Manifestantes pró e contra o impeachment acampam em Brasília

Separados por dois quilômetros e por esquema de segurança, grupos contrários e favoráveis ao afastamento da presidente chegam à capital e montam barraca

Grupos de manifestantes contrários e favoráveis à saída da presidente Dilma Rousseff chegam a Brasília e montam acampamentos na capital. Eles têm áreas determinadas pela Secretaria de Segurança Pública para armar suas barracas. Movimentos que apoiam a permanência de Dilma devem ficar no estacionamento do Teatro Nacional, já os militantes que defendem a saída da petista devem ocupar o Parque da Cidade. Os militantes estão separados por cerca de dois quilômetros, distância muito maior que os 80 metros que dividirão os manifestantes rivais no gramado do Congresso Nacional durante a votação na Câmara.

A partir desta segunda-feira (11) já estão previstos protestos diante do Congresso Nacional durante a análise do parecer do relator do processo na comissão do impeachment, Jovair Arantes (PTB-GO). A votação em plenário deve acontecer no próximo fim de semana, apesar do pedido do governador do Distrito Federal, Rodrigo Rollemberg (PSB), para que a análise ocorresse em dia útil.

O uso de grades para separar os manifestantes foi contestado pelo presidente da comissão especial do impeachment, Rogério Rosso (PSD-DF). "Se pensarmos numa simbologia histórica, cada vez que se ergue um muro, se segrega um povo. Este não é o momento de dividirmos o país ainda mais", disse Rosso.

Acampamentos

Os movimentos sociais contrários ao impeachment chegaram ao Teatro Nacional nesse domingo (10) em 20 ônibus. O grupo estendeu uma faixa com os dizeres "não ao golpe" e também trouxe bandeiras de organizações como o Movimento Sem Terra (MST) e a Central Única dos Trabalhadores (CUT).

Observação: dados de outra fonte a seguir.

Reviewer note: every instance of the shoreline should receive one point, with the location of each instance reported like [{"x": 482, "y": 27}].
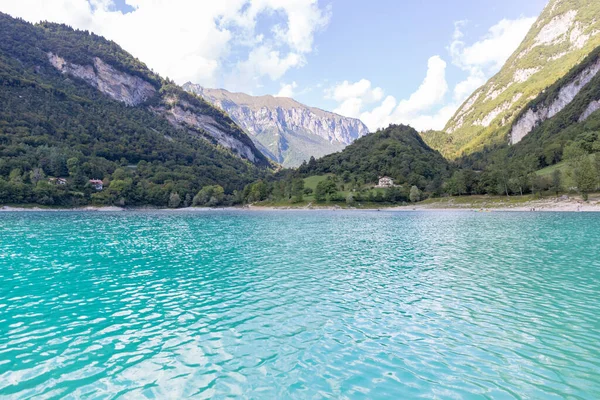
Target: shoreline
[{"x": 449, "y": 204}]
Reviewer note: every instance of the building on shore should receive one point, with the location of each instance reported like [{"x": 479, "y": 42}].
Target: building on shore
[
  {"x": 385, "y": 182},
  {"x": 97, "y": 184}
]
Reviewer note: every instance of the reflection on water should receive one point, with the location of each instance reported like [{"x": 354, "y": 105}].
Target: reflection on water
[{"x": 300, "y": 305}]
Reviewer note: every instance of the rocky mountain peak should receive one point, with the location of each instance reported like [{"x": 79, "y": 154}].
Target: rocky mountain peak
[{"x": 285, "y": 130}]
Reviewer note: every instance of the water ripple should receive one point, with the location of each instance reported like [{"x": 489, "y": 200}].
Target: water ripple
[{"x": 299, "y": 305}]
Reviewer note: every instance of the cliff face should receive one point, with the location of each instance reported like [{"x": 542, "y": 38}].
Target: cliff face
[
  {"x": 564, "y": 34},
  {"x": 199, "y": 119},
  {"x": 566, "y": 94},
  {"x": 286, "y": 131},
  {"x": 122, "y": 87}
]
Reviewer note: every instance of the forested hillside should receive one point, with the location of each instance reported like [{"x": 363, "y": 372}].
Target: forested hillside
[
  {"x": 562, "y": 37},
  {"x": 76, "y": 106}
]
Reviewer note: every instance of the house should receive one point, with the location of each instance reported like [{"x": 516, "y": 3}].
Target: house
[
  {"x": 385, "y": 181},
  {"x": 97, "y": 184}
]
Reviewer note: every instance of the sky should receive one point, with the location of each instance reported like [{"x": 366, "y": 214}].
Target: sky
[{"x": 383, "y": 61}]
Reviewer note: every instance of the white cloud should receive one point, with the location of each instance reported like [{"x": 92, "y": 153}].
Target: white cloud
[
  {"x": 429, "y": 107},
  {"x": 287, "y": 90},
  {"x": 486, "y": 56},
  {"x": 190, "y": 39},
  {"x": 353, "y": 96}
]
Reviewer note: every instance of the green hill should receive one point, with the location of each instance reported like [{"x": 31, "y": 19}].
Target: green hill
[
  {"x": 77, "y": 106},
  {"x": 398, "y": 152},
  {"x": 564, "y": 34}
]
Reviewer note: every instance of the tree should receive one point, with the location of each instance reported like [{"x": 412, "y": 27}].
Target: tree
[
  {"x": 415, "y": 194},
  {"x": 298, "y": 190},
  {"x": 350, "y": 199},
  {"x": 210, "y": 196},
  {"x": 584, "y": 176},
  {"x": 36, "y": 175},
  {"x": 597, "y": 165},
  {"x": 325, "y": 190},
  {"x": 556, "y": 182},
  {"x": 456, "y": 185},
  {"x": 174, "y": 200},
  {"x": 582, "y": 169}
]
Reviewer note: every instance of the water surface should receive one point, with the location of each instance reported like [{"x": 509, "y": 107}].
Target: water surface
[{"x": 278, "y": 305}]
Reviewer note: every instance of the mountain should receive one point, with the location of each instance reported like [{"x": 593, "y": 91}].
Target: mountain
[
  {"x": 566, "y": 112},
  {"x": 563, "y": 35},
  {"x": 75, "y": 105},
  {"x": 397, "y": 151},
  {"x": 286, "y": 131}
]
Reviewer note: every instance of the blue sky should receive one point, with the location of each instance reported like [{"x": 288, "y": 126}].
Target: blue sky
[{"x": 381, "y": 60}]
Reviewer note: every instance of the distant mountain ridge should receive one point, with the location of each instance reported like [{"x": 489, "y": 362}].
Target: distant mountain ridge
[
  {"x": 285, "y": 130},
  {"x": 562, "y": 37},
  {"x": 76, "y": 106}
]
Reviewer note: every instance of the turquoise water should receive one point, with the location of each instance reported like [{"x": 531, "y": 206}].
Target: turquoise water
[{"x": 280, "y": 305}]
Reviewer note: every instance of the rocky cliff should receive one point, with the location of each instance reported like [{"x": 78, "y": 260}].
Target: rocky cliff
[
  {"x": 564, "y": 34},
  {"x": 552, "y": 104},
  {"x": 286, "y": 131}
]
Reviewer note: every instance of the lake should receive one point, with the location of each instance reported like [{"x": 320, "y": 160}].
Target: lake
[{"x": 293, "y": 304}]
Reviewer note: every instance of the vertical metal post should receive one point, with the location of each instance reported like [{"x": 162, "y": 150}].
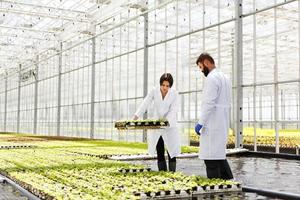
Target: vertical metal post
[
  {"x": 112, "y": 86},
  {"x": 136, "y": 69},
  {"x": 276, "y": 82},
  {"x": 189, "y": 94},
  {"x": 248, "y": 110},
  {"x": 238, "y": 78},
  {"x": 5, "y": 103},
  {"x": 19, "y": 99},
  {"x": 59, "y": 89},
  {"x": 203, "y": 25},
  {"x": 260, "y": 109},
  {"x": 36, "y": 94},
  {"x": 282, "y": 96},
  {"x": 120, "y": 78},
  {"x": 254, "y": 77},
  {"x": 92, "y": 122},
  {"x": 145, "y": 91},
  {"x": 177, "y": 75},
  {"x": 272, "y": 111},
  {"x": 299, "y": 62},
  {"x": 165, "y": 44},
  {"x": 219, "y": 36}
]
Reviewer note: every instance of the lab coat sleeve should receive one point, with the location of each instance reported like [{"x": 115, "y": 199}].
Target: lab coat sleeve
[
  {"x": 172, "y": 113},
  {"x": 145, "y": 104},
  {"x": 210, "y": 95}
]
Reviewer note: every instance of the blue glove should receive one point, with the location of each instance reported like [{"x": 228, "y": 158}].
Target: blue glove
[{"x": 198, "y": 128}]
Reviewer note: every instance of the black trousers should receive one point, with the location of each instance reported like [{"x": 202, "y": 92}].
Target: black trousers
[
  {"x": 160, "y": 148},
  {"x": 218, "y": 169}
]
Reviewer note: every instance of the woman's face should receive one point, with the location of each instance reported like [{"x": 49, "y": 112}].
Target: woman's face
[{"x": 164, "y": 88}]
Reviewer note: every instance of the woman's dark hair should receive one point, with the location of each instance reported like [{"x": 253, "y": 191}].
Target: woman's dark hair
[
  {"x": 166, "y": 77},
  {"x": 204, "y": 56}
]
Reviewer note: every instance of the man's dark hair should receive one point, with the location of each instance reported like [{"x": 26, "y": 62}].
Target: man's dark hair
[
  {"x": 204, "y": 56},
  {"x": 166, "y": 77}
]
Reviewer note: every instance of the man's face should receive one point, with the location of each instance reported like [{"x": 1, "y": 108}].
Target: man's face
[{"x": 204, "y": 69}]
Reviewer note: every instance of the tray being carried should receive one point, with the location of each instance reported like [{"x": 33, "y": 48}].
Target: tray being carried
[{"x": 141, "y": 124}]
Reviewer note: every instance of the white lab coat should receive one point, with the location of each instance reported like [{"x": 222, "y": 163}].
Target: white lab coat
[
  {"x": 163, "y": 108},
  {"x": 214, "y": 116}
]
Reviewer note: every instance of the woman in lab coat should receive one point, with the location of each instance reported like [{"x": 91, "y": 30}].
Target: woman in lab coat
[{"x": 165, "y": 106}]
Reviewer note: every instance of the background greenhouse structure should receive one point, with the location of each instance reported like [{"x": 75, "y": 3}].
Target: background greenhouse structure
[{"x": 74, "y": 68}]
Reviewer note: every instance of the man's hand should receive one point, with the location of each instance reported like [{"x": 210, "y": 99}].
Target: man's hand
[{"x": 198, "y": 128}]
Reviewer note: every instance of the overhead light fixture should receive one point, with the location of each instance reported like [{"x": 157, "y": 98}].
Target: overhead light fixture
[
  {"x": 86, "y": 32},
  {"x": 26, "y": 25},
  {"x": 100, "y": 1}
]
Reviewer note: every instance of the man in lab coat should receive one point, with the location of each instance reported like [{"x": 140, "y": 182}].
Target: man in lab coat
[{"x": 213, "y": 125}]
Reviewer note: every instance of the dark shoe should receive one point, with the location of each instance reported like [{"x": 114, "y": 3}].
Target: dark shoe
[
  {"x": 172, "y": 166},
  {"x": 162, "y": 165}
]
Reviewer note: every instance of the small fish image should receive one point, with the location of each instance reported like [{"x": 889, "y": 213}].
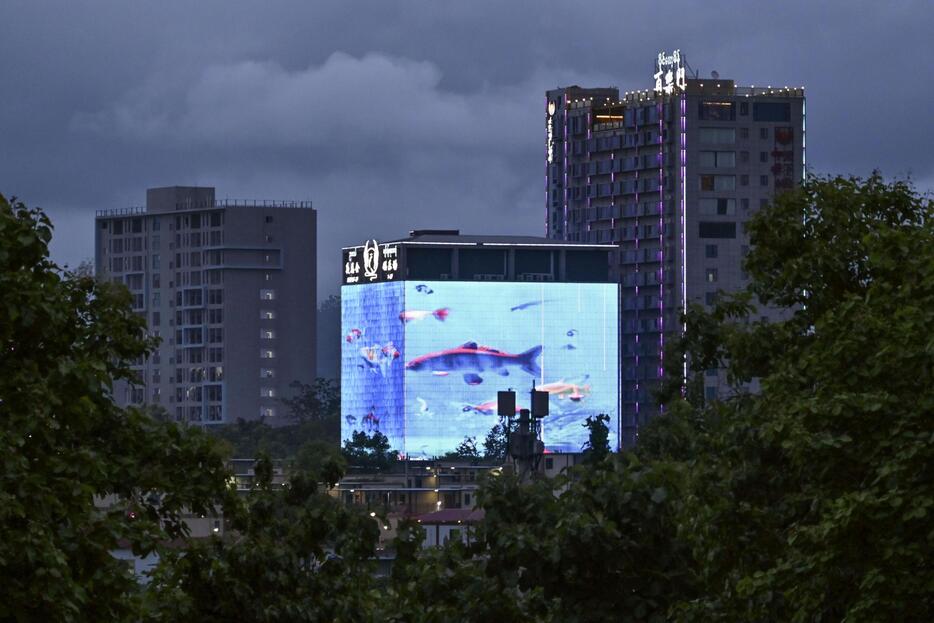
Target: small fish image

Já o grupo pró-impeachment está instalado no Parque Ana Lídia, no Parque da Cidade. Até o momento, cerca de 25 pessoas já chegaram para se unir ao movimento. Eles têm autorização para ficar próximo à Catedral de Brasília, mas preferiram usar o parque.

Operação Esplanada

Além da SSP-DF e da PM, também participam da Operação Esplanada – como foi designada a ação – a Polícia Civil e o Departamento de Trânsito. A Polícia Civil contará com reforço de aproximadamente 700 homens por dia. O comandante-geral da PM, Marcos Antônio Nunes, informou que a ação começará com um contingente de 500 policias. Mas poderá reunir até 3 mil homens na rua se preciso for. O coronel Hamilton, do Corpo de Bombeiros, disse que a ação será gradativa, com 250 homens por dia, com capacidade de chegar a 500, no fim de semana.

O trânsito na Esplanada dos Ministérios será bloqueado na madrugada de sexta-feira (15) entre a Rodoviária do Plano Piloto e a Avenida das Bandeiras, podendo haver liberação de algumas faixas, após avaliação de cenários. A PM orienta que os manifestantes estacionem os carros nos anexos dos ministérios, seguindo a lógica de manifestantes contra o impeachment do lado norte e, pró-impeachment do lado sul da Esplanada.

Haverá linhas de revista da PM nas duas áreas, junto aos ministérios. Não é permitido portar objetos cortantes, garrafas de vidro, hastes de madeira ou fogos de artifício, além do uso de máscaras, megafones e objetos infláveis de cunho provocativo. Também será proibida a venda de bebidas alcoólicas.

A PM orienta aos manifestantes que não levem crianças. Também não é recomendado que idosos ou pessoas com problemas cardiovasculares frequentem o local.

Carros de som serão permitidos em quatro pontos específicos, dois para cada grupo. Eles estarão nas vias N1 e S1, no Museu da República e no Teatro Nacional. Haverá representantes da SSP-DF nos carros para orientar os manifestantes, sendo proibido o uso de palavras de ordem ou provocações.